SQL Server – Same Query Hash for Different Queries

execution-plansql server

Query_hash definition from sys.dm_exec_query_stats is:

query_hash: Binary hash value calculated on the query and used to identify queries with similar logic. You can use the query hash to determine the aggregate resource usage for queries that differ only by literal values.

But when I search for one particular query_hash (as shown below), I am getting multiple query texts that differ heavily in logic and size_in_bytes (for plan).

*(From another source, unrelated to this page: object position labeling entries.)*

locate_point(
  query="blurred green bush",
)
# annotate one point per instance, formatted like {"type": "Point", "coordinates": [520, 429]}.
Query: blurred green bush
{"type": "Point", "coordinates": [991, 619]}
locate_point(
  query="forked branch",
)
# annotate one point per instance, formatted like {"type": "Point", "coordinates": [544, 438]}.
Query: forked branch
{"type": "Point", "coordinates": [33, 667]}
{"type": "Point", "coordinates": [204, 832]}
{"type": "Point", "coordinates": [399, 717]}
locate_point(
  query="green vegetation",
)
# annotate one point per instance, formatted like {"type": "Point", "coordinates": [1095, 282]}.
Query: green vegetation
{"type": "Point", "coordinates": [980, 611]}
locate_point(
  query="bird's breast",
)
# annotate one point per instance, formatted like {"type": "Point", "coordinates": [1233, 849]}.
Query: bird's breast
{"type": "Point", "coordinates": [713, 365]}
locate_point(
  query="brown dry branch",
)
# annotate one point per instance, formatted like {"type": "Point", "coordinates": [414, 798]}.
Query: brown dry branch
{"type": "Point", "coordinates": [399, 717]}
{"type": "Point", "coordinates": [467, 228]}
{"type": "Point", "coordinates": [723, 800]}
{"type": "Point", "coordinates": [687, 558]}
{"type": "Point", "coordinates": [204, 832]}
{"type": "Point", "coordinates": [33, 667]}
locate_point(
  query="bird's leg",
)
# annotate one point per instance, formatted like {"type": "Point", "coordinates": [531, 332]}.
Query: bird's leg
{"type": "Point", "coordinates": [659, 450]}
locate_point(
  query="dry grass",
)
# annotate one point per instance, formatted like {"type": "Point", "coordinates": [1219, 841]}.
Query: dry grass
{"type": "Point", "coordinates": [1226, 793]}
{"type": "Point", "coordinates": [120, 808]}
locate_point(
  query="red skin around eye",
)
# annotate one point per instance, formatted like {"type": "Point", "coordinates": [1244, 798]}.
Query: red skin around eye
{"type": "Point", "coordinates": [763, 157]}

Note: I am using SQL Server 2016

DECLARE @QueryHashTest BINARY(8)
SET @QueryHashTest = CONVERT(BINARY(8), 'Ð…U¹üŒv¿')

SELECT  
        QCP.objtype
        ,qStat.query_hash,
        CONVERT(VARCHAR(100),  qStat.query_Hash) AS VARCHAR_query_hash
        ,sText.text AS QueryText
        ,QCP.size_in_bytes
        ,qStat.creation_time
        ,qp.query_plan  
FROM ( 
        SELECT query_hash,
               COUNT(query_hash) AS PlanCount
        FROM sys.dm_exec_query_stats
        GROUP BY query_hash
    ) AS MultipleQ
INNER JOIN sys.dm_exec_query_stats qStat ON MultipleQ.query_hash = qStat.query_hash
INNER JOIN sys.dm_exec_cached_plans  QCP
    ON QCP.plan_handle = qStat.plan_handle
CROSS APPLY sys.dm_exec_sql_text(qStat.sql_handle) AS sText
CROSS APPLY sys.dm_exec_query_plan(qStat.plan_handle) AS qp
WHERE PlanCount > 1
AND QCP.objtype = 'Proc'
AND qStat.query_hash= @QueryHashTest 
AND (size_in_bytes >= 2179072 OR size_in_bytes <= 262144)
ORDER BY size_in_bytes DESC

Result
enter image description here

Why are the unrelated queries showing same query_hash? Is it a bug or is there something unexpected going on in the database?

Best Answer

While hash collisions are possible, I suspect what's happening is you're pulling the text for the whole batch, not the particular statement. A procedure with multiple statements can get a cache entry for each statement. And if some statements are identical across procedures, they'll have the same query hash. Let me demonstrate:

USE TestDB
GO

--DROP TABLE dbo.employees
CREATE TABLE dbo.employees (
ID INT IDENTITY PRIMARY KEY,
title VARCHAR(20),
salary TINYINT,
has_been_fired_yet BIT)

INSERT dbo.employees
VALUES ('Senior DBA',30,0),('Grumpy DBA',50,0)
GO

CREATE OR ALTER PROC dbo.Payroll
AS

SELECT 'Your total payroll is '+CONVERT(VARCHAR(10),SUM(salary))+' query bucks'
FROM dbo.employees
WHERE has_been_fired_yet = 0
GO

CREATE OR ALTER PROC dbo.RightSizing
AS

UPDATE dbo.employees
SET has_been_fired_yet = 1
WHERE salary > 40

SELECT 'Your total payroll is '+CONVERT(VARCHAR(10),SUM(salary))+' query bucks'
FROM dbo.employees
WHERE has_been_fired_yet = 0
GO

--EXEC to get them in the cache
EXEC dbo.Payroll
EXEC dbo.RightSizing

Use the below query to see the how the same statement that is in each proc shows up separately.

SELECT
st.text AS batch_text,
SUBSTRING(st.text, (qs.statement_start_offset/2) + 1,  
    ((CASE statement_end_offset   
        WHEN -1 THEN DATALENGTH(st.text)  
        ELSE qs.statement_end_offset 
    END - qs.statement_start_offset)/2) + 1
) AS statement_text,
qs.execution_count,
qs.query_hash
FROM sys.dm_exec_query_stats AS qs  
CROSS APPLY sys.dm_exec_sql_text(qs.sql_handle) as st 
WHERE st.objectid IN (OBJECT_ID('dbo.Payroll'),OBJECT_ID('dbo.RightSizing'))

query results If you use the query in your question, it fails to pick up the identical statement, since it looks at only the batch text.